Brain Behav. 2012 Nov;2(6):838-43. doi: 10.1002/brb3.97. Epub 2012 Oct 1.
Whipple disease (WD) is usually a systemic infectious disease that can have central nervous system (CNS) involvement. WD confined to the CNS is extremely rare and difficult to diagnose, but can be fatal if not treated in a timely fashion. We present the case of a 42-year-old man with a subacute dementia accompanied by a movement disorder consisting of progressive supranuclear gaze palsy, myoclonus, and ataxia. Our patient lacked the typical magnetic resonance imaging (MRI) findings reported with isolated CNS WD and had a false-positive cerebrospinal fluid (CSF) 14-3-3 protein. The patient expired, and definitive diagnosis of isolated CNS WD was made by autopsy with characteristic macrophage accumulations found in the brain but not in the gastrointestinal tract. We examine the literature on isolated CNS WD and discuss how these previously unreported findings make a rare diagnosis even more challenging. The reported patient is the first in the literature with tissue diagnosis of isolated CNS WD in the setting of normal brain MRI and positive CSF 14-3-3 protein. Isolated CNS WD should be added to the list of considerations for a false-positive CSF 14-3-3 protein. Even in the absence of typical MRI lesions, a patient with subacute progressive dementia, supranuclear gaze palsy, and other various neurologic abnormalities should have the diagnosis of isolated CNS WD considered.

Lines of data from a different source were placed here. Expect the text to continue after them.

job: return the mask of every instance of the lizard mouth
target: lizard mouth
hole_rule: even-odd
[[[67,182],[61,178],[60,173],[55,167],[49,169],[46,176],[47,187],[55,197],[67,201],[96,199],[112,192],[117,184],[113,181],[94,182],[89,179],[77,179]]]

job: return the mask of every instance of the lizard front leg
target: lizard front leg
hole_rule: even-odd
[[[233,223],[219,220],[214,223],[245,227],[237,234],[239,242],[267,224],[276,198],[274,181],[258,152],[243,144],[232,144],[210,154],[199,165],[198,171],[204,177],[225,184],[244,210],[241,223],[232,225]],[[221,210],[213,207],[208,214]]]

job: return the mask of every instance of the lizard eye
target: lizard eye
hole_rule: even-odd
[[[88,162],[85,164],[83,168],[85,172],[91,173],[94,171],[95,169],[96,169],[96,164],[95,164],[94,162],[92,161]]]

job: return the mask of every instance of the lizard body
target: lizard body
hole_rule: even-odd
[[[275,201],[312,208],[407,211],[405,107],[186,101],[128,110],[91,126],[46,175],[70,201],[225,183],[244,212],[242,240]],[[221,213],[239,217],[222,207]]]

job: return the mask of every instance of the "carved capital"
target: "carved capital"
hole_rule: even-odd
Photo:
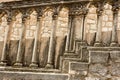
[[[53,15],[52,15],[53,20],[57,19],[59,10],[60,10],[60,6],[58,6],[58,5],[53,6]]]
[[[6,10],[6,12],[7,12],[7,23],[9,25],[12,22],[12,11]]]
[[[100,1],[100,2],[96,2],[94,3],[95,7],[97,8],[96,9],[96,13],[98,16],[101,16],[102,13],[103,13],[103,10],[104,10],[104,5],[105,5],[105,2],[103,1]]]
[[[118,11],[119,11],[119,3],[118,3],[118,1],[113,2],[112,11],[113,11],[114,14],[118,13]]]
[[[102,13],[103,13],[103,9],[102,8],[97,8],[96,13],[97,13],[98,16],[101,16]]]
[[[86,4],[75,3],[69,7],[69,15],[77,16],[77,15],[86,15],[88,13],[88,9]]]
[[[38,21],[40,21],[42,15],[43,15],[43,9],[44,9],[44,8],[41,8],[41,7],[38,7],[38,8],[35,9],[36,12],[37,12],[37,20],[38,20]]]
[[[27,9],[20,9],[22,13],[22,23],[25,23],[27,18],[29,17],[29,12]]]

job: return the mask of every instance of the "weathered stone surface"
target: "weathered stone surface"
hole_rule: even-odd
[[[85,80],[101,80],[99,77],[86,77]]]
[[[90,52],[90,63],[107,63],[108,56],[109,53],[104,51]]]
[[[0,80],[68,80],[68,75],[59,73],[0,72]]]
[[[120,63],[112,63],[110,72],[112,75],[120,76]]]
[[[26,39],[25,43],[25,52],[24,52],[24,65],[29,66],[32,59],[32,51],[33,51],[33,39]]]
[[[86,76],[88,73],[88,63],[71,62],[69,73],[79,76]]]
[[[90,64],[89,71],[96,76],[106,76],[108,69],[104,64]]]

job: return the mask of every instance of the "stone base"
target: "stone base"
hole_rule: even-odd
[[[22,63],[20,63],[20,62],[16,62],[16,63],[14,64],[14,66],[15,66],[15,67],[22,67],[22,66],[23,66],[23,64],[22,64]]]
[[[68,80],[68,74],[0,71],[0,80]]]
[[[94,44],[94,46],[95,46],[95,47],[101,47],[101,46],[102,46],[102,43],[101,43],[101,42],[96,42],[96,43]]]
[[[7,63],[6,62],[0,62],[0,66],[6,66]]]
[[[119,44],[116,43],[116,42],[112,42],[112,43],[110,44],[110,46],[111,46],[111,47],[119,47]]]
[[[32,67],[32,68],[37,68],[38,65],[37,65],[36,63],[31,63],[31,64],[30,64],[30,67]]]
[[[52,64],[47,64],[47,65],[45,66],[45,68],[47,68],[47,69],[53,69],[53,65],[52,65]]]

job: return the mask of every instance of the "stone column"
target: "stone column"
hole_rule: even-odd
[[[54,58],[53,53],[54,53],[54,45],[55,45],[54,42],[55,42],[55,30],[57,26],[57,18],[58,18],[58,14],[55,12],[53,14],[53,26],[50,36],[48,60],[47,60],[46,68],[53,68],[53,58]]]
[[[22,63],[22,57],[23,57],[23,52],[25,50],[25,33],[26,33],[26,19],[27,19],[27,15],[25,13],[25,11],[23,12],[22,15],[22,32],[20,34],[20,40],[19,40],[19,44],[18,44],[18,51],[17,51],[17,57],[16,57],[16,63],[14,64],[14,66],[18,66],[21,67],[23,65]]]
[[[100,47],[102,46],[101,39],[102,39],[102,13],[103,13],[103,9],[101,8],[101,6],[98,7],[96,13],[97,13],[97,32],[94,46]]]
[[[71,31],[72,31],[72,21],[73,21],[73,16],[69,15],[68,34],[67,34],[66,47],[65,47],[66,52],[70,50],[69,47],[70,47],[70,36],[71,36]]]
[[[118,27],[118,11],[119,6],[117,4],[113,5],[113,28],[112,28],[112,42],[110,44],[111,47],[119,46],[117,39],[117,27]]]
[[[5,37],[4,37],[4,45],[3,45],[2,55],[1,55],[0,66],[7,65],[7,55],[9,53],[9,48],[10,48],[11,31],[12,31],[12,13],[8,12],[7,30],[5,32]]]
[[[86,33],[85,33],[85,19],[86,19],[86,15],[88,13],[88,9],[83,8],[80,16],[81,16],[81,44],[82,45],[87,45],[86,43]]]
[[[40,12],[37,12],[37,29],[35,33],[35,41],[34,41],[34,47],[33,47],[33,55],[32,55],[32,60],[30,67],[38,67],[38,62],[37,62],[37,50],[38,50],[38,41],[39,41],[39,33],[40,33],[40,27],[41,27],[41,18],[42,14]]]

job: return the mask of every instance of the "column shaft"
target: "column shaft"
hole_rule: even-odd
[[[96,32],[96,40],[94,46],[100,47],[102,46],[102,9],[97,9],[97,32]]]
[[[57,25],[57,15],[53,15],[53,26],[50,36],[49,51],[48,51],[48,60],[46,68],[53,68],[53,53],[54,53],[54,43],[55,43],[55,30]]]
[[[7,25],[7,30],[5,32],[4,45],[1,55],[1,62],[0,62],[1,66],[7,65],[7,55],[9,53],[9,48],[10,48],[11,31],[12,31],[12,21],[11,18],[8,17],[8,25]]]
[[[32,60],[30,67],[38,67],[38,62],[37,62],[37,50],[38,50],[38,41],[39,41],[39,32],[40,32],[40,27],[41,27],[41,17],[37,19],[37,29],[35,33],[35,41],[34,41],[34,47],[33,47],[33,55],[32,55]]]
[[[26,17],[23,16],[22,19],[22,32],[20,35],[20,40],[19,40],[19,44],[18,44],[18,52],[17,52],[17,57],[16,57],[16,63],[14,64],[14,66],[19,66],[21,67],[23,65],[22,63],[22,59],[23,59],[23,52],[25,50],[25,33],[26,33]]]
[[[118,27],[118,8],[113,9],[113,28],[112,28],[112,42],[110,46],[119,46],[117,40],[117,27]]]
[[[73,17],[69,15],[69,22],[68,22],[68,34],[67,34],[67,39],[66,39],[66,48],[65,51],[68,52],[70,49],[70,36],[71,36],[71,29],[72,29],[72,20]]]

惠普尔病(WD)通常是一种全身性传染病,可累及中枢神经系统(CNS)。局限于 CNS 的 WD 极为罕见且难以诊断,但如果不及时治疗,可能致命。我们报告了一例 42 岁男性亚急性痴呆伴运动障碍,表现为进行性核上性眼球运动障碍、肌阵挛和共济失调。我们的患者缺乏孤立性 CNS WD 报道的典型磁共振成像(MRI)表现,且脑脊液(CSF)14-3-3 蛋白呈假阳性。患者死亡,尸检证实为孤立性 CNS WD 的明确诊断,大脑中存在特征性巨噬细胞聚集,但胃肠道中没有。我们检查了孤立性 CNS WD 的文献,并讨论了这些以前未报道的发现如何使罕见诊断更加困难。报告的患者是文献中首例在正常脑 MRI 和 CSF 14-3-3 蛋白阳性的情况下,经组织学诊断为孤立性 CNS WD 的患者。孤立性 CNS WD 应添加到假阳性 CSF 14-3-3 蛋白的考虑因素列表中。即使没有典型的 MRI 病变,对于亚急性进行性痴呆、核上性眼球运动障碍和其他各种神经异常的患者,也应考虑孤立性 CNS WD 的诊断。